There is a lot which we didn’t see – presumably because of the state of repair of the building. So by the wonders of the internet here are two of the rooms we didn’t see - the library and the billiards room
The Bullough Mausoleum
George decided that his father John who had died in 1891, when George was 21 should be reburied on the Island of Rum. This meant taking his body from the family crypt in Acccrington to the Island by train. This despite the fact that John had expressed his wishes to be buried there. The coffin was transported by train and steamer to the island where it was interred in a mausoleum built for the purpose.
However a visiting journalist commented that the tiled mausoleum looked like a public lavatory and George promptly had it dynamited. He then placed the coffin in a new sarcophagus in a magnificent mausoleum built out oif polished sandstone in the form of a Greek temple. It is in a magnificent location facing the ocean. Eventually both George and Monica were interred in separate sarcophagi and the 3 lie together facing the storms.

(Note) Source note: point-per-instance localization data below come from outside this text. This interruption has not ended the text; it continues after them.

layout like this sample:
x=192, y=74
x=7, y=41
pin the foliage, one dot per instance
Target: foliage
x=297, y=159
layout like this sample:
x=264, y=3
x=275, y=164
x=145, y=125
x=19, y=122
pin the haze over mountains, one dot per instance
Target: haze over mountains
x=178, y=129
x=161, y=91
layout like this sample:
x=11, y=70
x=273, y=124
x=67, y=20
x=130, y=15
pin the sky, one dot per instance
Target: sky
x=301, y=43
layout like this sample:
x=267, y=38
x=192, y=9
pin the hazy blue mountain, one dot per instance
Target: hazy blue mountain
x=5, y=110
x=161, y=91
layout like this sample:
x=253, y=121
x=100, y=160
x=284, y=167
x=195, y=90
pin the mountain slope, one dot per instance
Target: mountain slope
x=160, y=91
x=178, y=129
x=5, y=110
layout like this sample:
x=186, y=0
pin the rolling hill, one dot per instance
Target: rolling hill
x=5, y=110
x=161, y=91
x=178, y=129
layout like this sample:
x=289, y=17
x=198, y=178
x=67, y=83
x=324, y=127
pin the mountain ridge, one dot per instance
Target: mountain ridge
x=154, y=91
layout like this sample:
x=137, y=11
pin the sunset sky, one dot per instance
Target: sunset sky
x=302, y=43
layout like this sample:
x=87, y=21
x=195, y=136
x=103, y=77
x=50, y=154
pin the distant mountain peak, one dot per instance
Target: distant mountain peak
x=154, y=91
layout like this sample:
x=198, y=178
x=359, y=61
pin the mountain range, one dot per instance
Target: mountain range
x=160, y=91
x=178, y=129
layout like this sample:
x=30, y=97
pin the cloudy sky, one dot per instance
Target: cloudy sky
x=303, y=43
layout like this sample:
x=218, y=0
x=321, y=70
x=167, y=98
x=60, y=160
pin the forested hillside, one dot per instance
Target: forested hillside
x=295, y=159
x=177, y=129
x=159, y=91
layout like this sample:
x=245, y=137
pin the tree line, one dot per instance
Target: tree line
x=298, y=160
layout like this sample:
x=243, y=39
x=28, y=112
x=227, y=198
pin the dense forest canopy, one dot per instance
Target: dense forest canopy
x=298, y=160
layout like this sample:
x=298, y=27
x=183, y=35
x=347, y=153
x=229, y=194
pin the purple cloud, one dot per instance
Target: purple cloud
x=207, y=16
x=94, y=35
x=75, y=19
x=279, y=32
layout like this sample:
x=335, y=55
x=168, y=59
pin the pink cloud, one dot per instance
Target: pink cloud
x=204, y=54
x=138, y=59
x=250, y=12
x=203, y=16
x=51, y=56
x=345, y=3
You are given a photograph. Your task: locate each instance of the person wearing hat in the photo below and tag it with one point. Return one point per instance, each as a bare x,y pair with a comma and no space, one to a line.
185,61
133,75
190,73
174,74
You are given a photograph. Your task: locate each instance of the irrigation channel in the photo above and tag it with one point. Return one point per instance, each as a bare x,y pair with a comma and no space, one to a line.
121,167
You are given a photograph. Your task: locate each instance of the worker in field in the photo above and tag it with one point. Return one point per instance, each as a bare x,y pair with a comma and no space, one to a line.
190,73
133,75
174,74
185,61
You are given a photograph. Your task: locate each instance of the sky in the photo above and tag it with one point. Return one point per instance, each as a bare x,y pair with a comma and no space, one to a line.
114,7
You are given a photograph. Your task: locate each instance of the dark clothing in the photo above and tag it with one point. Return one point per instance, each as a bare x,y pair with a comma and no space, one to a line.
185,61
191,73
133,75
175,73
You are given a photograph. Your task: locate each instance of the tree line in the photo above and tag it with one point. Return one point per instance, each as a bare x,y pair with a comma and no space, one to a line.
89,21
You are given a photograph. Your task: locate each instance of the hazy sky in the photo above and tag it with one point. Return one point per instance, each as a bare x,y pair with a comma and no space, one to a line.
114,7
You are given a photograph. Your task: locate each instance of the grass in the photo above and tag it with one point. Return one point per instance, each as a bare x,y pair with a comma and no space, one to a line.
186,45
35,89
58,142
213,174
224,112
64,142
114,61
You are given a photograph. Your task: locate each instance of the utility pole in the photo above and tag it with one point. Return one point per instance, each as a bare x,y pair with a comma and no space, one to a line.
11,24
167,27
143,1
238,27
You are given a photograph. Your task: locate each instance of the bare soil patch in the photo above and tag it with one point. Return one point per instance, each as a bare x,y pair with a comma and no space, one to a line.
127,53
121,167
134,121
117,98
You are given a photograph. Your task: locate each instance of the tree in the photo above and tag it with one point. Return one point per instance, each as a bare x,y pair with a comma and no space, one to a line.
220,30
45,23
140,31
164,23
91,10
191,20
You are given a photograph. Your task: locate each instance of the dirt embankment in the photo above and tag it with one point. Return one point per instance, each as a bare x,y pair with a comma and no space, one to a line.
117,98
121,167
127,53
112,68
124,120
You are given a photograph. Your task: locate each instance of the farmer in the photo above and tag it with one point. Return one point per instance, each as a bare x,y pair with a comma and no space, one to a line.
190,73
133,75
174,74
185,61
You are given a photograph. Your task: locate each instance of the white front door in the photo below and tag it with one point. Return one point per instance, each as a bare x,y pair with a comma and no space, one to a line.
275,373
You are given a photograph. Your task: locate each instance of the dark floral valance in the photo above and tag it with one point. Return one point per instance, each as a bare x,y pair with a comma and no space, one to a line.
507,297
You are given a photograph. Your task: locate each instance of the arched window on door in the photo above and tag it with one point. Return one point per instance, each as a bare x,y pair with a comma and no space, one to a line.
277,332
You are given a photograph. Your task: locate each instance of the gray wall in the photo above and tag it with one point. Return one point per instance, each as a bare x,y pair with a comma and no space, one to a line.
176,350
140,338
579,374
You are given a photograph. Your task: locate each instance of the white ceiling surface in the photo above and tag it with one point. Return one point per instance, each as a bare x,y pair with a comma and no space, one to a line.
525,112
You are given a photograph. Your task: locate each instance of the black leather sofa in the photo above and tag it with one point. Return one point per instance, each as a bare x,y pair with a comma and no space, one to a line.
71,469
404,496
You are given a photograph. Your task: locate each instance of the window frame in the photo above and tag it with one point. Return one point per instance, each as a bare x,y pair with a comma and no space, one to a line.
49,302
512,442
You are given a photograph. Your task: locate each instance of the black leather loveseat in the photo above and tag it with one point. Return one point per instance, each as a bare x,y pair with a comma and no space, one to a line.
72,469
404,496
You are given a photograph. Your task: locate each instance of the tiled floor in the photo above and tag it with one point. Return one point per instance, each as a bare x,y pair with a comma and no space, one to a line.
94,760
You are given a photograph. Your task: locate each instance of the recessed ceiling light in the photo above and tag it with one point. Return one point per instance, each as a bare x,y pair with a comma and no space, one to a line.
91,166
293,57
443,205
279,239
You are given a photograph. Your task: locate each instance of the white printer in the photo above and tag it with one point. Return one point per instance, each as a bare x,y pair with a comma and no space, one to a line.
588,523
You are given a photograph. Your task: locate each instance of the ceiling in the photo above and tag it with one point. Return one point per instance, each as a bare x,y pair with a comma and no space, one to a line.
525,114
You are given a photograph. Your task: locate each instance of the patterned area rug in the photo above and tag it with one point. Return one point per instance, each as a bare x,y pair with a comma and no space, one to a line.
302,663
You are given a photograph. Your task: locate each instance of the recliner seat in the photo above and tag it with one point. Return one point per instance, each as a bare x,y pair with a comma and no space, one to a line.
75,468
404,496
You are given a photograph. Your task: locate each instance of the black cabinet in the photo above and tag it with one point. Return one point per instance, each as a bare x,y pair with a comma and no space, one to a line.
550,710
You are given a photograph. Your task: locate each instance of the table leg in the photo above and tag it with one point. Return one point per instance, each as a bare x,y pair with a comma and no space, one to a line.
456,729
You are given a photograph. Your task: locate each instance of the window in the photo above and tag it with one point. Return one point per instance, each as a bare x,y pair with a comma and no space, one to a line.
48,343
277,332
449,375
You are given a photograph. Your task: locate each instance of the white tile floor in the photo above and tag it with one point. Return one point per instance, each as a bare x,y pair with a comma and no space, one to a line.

Whatever Happened To The Animals?
The humming birds froze when the heat in a hot house failed – they were stuffed and remain as an exhibit today.
The turtles were let back into the sea by George where they promptly disappeared.
And the Alligator escaped, frightened the guests and was shot by George.
At the moment Kinloch Castle hangs between complete dereliction and restoration whiuch gives it an amazing ambience – a vibe if you will. It is a testament to George Bullogh – the Edwardian millionaire who delivered his dream. Visit soon!